Northern Ireland news

EA to 'create school places so pupils with special educational needs can attend nearest suitable school'

The Education Authority (EA) plans to 'create school places so that pupils with special educational needs can attend their nearest suitable school'

THE Education Authority (EA) plans to "create school places so that pupils with special educational needs can attend their nearest suitable school".

Amid a "significant growth" in the number of children with special educational needs over the past five years, the EA says the move to provide more school places will allow pupils to "adapt to their changing educational, physical and medical needs".

It is part of the first regional plan to focus on special education in the north, with plans due to be published by the EA today.

Data released earlier this year revealed a 26.4 per cent increase in the number of pupils accessing a placement in a special school since 2015/16.

There has also been a 24.1 per cent rise in the numbers accessing a placement in specialist provision in mainstream schools.

EA director of education Michele Corkey said: "I am particularly pleased to launch the first standalone Special Education Strategic Area Plan, given the significant growth in the number of children with special educational needs in Northern Ireland.

"We need to ensure there is sufficient provision in both special schools and specialist provision in mainstream schools to meet the needs of local communities.

"We also plan to create school places so that pupils with special educational needs can attend their nearest suitable school, which can adapt to their changing educational, physical and medical needs.

"This is an ambitious plan, but we welcome the challenge."

The EA today also publishes the 'Strategic Area Plan 2022-27: Planning for Sustainable Provision'. Among the issues highlighted are that there are "still too many small/unsustainable schools".

Figures reveal that of the 479 schools identified as rural and 505 identified as urban, a total of 282 schools (228 primary and 54 post-primary) fall below the minimum threshold.

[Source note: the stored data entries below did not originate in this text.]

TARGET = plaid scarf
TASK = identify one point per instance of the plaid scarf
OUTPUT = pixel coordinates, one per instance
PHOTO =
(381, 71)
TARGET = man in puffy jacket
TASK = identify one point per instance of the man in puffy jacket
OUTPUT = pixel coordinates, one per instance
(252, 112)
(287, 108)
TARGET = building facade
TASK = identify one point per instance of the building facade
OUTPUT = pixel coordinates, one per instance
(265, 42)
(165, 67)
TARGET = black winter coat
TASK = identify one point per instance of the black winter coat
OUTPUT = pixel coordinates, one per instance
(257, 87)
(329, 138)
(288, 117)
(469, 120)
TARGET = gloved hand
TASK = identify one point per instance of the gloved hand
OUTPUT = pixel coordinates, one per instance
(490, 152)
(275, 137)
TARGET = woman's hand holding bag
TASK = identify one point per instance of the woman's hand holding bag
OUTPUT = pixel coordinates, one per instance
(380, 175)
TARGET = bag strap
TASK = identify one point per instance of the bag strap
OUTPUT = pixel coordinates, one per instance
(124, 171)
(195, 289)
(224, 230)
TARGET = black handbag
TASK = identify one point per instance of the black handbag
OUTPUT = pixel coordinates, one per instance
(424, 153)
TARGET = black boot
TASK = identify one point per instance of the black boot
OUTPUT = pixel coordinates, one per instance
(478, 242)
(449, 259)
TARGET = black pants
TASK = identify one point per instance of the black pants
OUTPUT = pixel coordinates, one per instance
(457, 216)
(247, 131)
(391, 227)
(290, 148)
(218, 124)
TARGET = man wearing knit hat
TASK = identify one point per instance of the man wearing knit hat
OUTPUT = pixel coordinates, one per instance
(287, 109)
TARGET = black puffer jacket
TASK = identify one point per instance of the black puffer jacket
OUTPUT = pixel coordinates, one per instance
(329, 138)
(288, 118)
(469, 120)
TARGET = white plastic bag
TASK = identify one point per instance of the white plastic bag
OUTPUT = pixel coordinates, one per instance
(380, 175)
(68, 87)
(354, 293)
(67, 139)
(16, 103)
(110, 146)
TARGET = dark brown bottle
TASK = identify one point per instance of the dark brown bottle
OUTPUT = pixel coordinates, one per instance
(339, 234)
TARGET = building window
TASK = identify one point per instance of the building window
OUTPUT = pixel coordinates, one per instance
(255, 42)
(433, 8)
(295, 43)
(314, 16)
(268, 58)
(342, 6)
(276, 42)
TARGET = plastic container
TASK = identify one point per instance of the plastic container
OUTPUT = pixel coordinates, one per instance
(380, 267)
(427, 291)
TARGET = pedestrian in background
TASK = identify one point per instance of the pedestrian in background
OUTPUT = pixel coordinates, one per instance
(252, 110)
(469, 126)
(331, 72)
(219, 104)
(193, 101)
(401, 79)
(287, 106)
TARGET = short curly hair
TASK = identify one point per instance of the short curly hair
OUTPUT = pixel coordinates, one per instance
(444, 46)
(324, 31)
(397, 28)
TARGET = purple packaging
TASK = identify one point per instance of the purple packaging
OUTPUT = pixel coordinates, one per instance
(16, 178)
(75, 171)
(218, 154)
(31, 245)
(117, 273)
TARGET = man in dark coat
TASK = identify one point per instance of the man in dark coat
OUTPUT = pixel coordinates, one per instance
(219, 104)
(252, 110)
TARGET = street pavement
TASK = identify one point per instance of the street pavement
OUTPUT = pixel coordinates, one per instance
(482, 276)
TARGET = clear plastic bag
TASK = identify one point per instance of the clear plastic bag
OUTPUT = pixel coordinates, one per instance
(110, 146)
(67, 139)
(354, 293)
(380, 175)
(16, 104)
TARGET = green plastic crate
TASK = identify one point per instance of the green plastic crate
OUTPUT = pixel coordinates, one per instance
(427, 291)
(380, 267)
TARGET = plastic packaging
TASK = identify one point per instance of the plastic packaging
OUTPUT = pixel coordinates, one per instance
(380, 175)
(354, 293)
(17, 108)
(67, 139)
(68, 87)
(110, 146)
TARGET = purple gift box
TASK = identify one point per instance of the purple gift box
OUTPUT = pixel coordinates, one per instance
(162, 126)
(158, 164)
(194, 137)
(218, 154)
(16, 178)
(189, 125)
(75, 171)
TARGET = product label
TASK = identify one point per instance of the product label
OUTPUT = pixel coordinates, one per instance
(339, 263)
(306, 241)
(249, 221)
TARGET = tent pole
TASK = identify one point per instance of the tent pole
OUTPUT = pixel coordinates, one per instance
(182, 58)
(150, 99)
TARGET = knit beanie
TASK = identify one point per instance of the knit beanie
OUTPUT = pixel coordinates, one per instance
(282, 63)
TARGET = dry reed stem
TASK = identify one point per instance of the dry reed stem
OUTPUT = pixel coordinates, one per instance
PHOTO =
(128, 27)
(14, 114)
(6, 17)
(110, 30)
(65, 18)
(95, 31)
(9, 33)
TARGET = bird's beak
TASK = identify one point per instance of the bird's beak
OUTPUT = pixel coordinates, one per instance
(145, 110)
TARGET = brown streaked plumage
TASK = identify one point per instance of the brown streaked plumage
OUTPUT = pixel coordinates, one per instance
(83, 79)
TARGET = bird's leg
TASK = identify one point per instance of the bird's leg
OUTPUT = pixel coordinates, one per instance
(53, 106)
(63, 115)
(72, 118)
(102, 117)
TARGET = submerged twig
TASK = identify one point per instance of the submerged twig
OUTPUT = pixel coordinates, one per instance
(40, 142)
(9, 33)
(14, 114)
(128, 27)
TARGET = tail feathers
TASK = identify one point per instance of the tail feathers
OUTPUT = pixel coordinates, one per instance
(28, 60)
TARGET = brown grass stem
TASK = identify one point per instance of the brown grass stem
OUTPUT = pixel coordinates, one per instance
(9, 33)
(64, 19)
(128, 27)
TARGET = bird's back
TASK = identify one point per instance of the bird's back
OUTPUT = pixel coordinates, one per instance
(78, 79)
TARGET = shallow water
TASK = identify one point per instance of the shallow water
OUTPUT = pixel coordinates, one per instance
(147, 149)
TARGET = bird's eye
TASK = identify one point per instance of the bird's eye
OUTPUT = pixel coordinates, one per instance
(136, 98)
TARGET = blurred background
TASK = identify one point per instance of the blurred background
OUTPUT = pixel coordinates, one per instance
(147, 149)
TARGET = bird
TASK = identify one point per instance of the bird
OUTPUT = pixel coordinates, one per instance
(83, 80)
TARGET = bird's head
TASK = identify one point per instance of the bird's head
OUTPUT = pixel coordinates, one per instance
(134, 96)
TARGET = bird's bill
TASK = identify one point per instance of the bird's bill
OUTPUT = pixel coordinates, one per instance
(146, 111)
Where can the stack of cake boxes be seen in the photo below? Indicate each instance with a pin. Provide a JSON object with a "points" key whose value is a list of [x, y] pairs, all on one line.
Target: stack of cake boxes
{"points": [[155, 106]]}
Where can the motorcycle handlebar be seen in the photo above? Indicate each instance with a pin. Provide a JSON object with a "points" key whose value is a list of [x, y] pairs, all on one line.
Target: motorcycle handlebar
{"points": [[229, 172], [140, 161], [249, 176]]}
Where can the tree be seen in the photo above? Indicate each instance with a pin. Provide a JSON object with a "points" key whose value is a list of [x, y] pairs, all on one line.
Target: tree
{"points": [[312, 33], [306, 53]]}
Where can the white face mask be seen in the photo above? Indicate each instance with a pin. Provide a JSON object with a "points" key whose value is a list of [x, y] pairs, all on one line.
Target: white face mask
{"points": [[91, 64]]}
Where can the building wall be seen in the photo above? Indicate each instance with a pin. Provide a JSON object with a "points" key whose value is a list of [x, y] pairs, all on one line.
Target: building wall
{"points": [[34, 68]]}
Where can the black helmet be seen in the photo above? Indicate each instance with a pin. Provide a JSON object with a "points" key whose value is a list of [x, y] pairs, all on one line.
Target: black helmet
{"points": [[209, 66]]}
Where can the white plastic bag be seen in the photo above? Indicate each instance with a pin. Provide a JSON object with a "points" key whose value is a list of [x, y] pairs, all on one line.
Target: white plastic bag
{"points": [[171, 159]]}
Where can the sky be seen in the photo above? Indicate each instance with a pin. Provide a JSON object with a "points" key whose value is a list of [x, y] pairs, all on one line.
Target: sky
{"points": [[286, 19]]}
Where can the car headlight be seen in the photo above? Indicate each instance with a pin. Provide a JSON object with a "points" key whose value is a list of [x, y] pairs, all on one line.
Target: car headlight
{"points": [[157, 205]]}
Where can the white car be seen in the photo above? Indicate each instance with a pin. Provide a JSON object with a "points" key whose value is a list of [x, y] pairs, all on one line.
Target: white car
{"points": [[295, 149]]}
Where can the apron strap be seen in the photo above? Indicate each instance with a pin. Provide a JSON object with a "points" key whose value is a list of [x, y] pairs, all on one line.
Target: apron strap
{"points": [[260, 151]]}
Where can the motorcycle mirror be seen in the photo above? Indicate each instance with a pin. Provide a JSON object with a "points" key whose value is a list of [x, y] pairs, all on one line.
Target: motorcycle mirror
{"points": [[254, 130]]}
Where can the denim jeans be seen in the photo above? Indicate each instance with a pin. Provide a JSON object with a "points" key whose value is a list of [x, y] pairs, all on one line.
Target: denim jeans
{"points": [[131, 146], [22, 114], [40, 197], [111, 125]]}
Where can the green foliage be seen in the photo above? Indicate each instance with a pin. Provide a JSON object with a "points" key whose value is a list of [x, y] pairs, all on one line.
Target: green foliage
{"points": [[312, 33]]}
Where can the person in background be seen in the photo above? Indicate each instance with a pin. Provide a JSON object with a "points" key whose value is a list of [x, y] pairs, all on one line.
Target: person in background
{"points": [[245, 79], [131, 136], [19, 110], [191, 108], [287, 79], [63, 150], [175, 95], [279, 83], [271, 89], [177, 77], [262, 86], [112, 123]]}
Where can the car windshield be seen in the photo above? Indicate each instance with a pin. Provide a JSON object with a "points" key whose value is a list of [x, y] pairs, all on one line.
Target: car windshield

The document highlights "when the sustainable schools policy minimum threshold is applied, 44 per cent of the rural schools fall below the 105 pupils in a primary school and 47 per cent fall below the 500 pupils in a post-primary school".

The EA plans state that "in taking forward change, an implementation plan, tailored to the specific needs of the change, will be prepared and made available to the affected school".

"The proposer will work with the school as the main link and provide support, guidance and direction throughout the process.

"They will also engage with and support staff, parents/guardians and pupils through the implementation plan."

Ms Corkey said: "For primary and post-primary schools we will work with all educational partners and stakeholders to ensure pupils have access to a broad and balanced curriculum that meets their educational needs in a school that is educationally and financially viable and sustainable".